A chained set is used to establish a logical relationship between two or more user-defined record types and consists of an owner record type and one or more member record types.

The following diagram uses standard CA IDMS database notation to describe a chained set type; the diagram includes the name of the set, linkage options, membership options, sort sequence (if any), and sort key (if any).

This example shows a chained set (the DEPT-EMPLOYEE set) between two user-defined record types. The owner of the DEPT-EMPLOYEE set type is the user-defined DEPARTMENT record type; the member is the EMPLOYEE record type.

Next, Prior, and Owner Pointers

A chained set occurrence consists of one occurrence of the owner record type and any number of member record occurrences. The prefix of each record occurrence that participates in a set contains a next pointer (that is, the db-key of the next logical record occurrence in the set occurrence).
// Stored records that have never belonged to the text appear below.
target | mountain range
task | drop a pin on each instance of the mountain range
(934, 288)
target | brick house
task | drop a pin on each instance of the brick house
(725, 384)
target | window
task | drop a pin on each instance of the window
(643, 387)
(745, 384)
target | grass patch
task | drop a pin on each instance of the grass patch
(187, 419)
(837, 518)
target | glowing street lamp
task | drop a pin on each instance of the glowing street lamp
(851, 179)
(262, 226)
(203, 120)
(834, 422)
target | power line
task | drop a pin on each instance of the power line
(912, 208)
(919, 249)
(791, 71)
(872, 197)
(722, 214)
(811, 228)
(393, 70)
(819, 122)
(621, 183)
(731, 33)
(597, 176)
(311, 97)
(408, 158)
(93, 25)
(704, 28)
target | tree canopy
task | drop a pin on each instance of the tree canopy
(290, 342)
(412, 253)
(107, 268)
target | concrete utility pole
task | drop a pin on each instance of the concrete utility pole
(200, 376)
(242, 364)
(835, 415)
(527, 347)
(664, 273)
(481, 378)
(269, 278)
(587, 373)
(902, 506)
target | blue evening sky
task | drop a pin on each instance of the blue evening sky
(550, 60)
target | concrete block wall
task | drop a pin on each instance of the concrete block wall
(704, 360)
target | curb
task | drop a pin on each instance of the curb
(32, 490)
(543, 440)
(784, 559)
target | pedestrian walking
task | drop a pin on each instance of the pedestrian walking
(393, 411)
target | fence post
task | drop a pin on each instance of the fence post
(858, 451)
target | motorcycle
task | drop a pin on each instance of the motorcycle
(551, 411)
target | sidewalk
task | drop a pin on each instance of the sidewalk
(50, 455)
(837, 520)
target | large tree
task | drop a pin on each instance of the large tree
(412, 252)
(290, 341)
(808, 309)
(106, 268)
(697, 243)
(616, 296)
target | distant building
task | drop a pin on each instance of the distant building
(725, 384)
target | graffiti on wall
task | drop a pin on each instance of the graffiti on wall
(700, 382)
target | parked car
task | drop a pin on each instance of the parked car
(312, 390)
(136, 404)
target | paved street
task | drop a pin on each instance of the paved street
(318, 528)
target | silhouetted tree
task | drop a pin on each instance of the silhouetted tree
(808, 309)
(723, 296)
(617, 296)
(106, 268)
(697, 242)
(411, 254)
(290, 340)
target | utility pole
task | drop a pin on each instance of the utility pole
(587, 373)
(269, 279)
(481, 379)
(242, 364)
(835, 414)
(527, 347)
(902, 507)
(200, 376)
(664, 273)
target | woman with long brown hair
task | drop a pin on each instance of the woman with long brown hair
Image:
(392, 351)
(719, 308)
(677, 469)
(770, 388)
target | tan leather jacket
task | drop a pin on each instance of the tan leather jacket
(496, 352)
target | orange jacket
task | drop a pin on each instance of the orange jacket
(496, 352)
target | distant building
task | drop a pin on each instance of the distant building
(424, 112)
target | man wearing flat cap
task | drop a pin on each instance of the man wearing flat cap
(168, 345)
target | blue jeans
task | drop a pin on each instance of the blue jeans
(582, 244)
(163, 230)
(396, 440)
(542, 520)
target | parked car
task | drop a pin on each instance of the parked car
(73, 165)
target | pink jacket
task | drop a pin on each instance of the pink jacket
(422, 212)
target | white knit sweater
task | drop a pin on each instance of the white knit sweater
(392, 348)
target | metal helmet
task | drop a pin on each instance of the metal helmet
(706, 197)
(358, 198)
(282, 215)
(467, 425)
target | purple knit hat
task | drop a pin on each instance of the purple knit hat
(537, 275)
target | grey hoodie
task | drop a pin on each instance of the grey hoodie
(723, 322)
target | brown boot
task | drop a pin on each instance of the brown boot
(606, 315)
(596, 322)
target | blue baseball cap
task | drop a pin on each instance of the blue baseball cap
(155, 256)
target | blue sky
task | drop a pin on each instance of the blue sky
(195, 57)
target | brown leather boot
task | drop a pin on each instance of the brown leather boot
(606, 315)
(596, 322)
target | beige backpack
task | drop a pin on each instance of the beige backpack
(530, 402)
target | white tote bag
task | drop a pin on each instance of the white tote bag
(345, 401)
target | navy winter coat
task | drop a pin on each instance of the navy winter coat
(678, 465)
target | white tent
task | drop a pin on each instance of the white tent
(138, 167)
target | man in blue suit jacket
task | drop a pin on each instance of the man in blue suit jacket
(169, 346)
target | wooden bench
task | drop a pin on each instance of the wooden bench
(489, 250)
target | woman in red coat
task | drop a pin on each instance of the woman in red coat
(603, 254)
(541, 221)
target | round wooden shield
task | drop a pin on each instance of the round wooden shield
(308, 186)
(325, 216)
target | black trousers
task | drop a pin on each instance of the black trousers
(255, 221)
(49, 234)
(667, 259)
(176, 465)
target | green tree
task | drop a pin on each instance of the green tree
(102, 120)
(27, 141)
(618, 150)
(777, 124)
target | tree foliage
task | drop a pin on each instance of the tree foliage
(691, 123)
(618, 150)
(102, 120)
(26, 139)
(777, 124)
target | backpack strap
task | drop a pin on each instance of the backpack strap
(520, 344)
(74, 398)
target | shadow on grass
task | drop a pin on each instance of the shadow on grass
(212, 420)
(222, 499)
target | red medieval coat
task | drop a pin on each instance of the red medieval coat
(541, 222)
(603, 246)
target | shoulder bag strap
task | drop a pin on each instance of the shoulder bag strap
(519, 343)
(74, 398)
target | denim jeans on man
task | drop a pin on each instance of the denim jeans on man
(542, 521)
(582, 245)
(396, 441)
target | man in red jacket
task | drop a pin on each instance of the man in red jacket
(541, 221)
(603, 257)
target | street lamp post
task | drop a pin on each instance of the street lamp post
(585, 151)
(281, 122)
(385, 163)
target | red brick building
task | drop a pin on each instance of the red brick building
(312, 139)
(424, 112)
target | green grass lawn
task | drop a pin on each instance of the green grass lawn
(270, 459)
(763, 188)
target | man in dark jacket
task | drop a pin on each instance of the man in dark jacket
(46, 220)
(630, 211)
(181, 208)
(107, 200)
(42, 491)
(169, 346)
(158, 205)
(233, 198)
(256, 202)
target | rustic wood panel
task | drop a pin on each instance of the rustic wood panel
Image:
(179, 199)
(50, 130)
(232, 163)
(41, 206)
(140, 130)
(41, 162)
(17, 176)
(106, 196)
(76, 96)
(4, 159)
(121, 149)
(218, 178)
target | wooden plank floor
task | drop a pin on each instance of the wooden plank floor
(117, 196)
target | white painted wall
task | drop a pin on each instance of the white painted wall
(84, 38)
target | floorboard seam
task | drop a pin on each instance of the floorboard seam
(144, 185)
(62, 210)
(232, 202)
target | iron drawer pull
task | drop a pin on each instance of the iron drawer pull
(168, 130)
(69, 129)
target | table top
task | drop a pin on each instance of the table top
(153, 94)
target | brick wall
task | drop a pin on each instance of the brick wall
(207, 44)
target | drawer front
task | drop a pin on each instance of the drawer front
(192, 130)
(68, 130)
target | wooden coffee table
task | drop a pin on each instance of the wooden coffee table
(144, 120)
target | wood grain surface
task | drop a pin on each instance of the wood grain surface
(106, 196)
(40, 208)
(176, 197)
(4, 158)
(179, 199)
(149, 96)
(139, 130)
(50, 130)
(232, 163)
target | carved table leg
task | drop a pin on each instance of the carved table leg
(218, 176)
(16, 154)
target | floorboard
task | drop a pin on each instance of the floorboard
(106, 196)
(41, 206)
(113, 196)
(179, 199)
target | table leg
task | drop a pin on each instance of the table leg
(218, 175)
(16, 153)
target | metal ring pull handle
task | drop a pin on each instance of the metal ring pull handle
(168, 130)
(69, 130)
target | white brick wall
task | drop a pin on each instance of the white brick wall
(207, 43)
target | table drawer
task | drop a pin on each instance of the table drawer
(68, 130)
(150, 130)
Optionally, record occurrences can include prior pointers, which link records together in the logically prior direction, and owner pointers, which link member record occurrences to the owner occurrence.

Note: SQL-defined constraints implemented as a chained set always have next, prior, and owner pointers.

Basic Structure of a Chained Set Occurrence

A record occurrence in a chained set occurrence always contains in its prefix a next pointer that points to the logically next record occurrence in the set occurrence.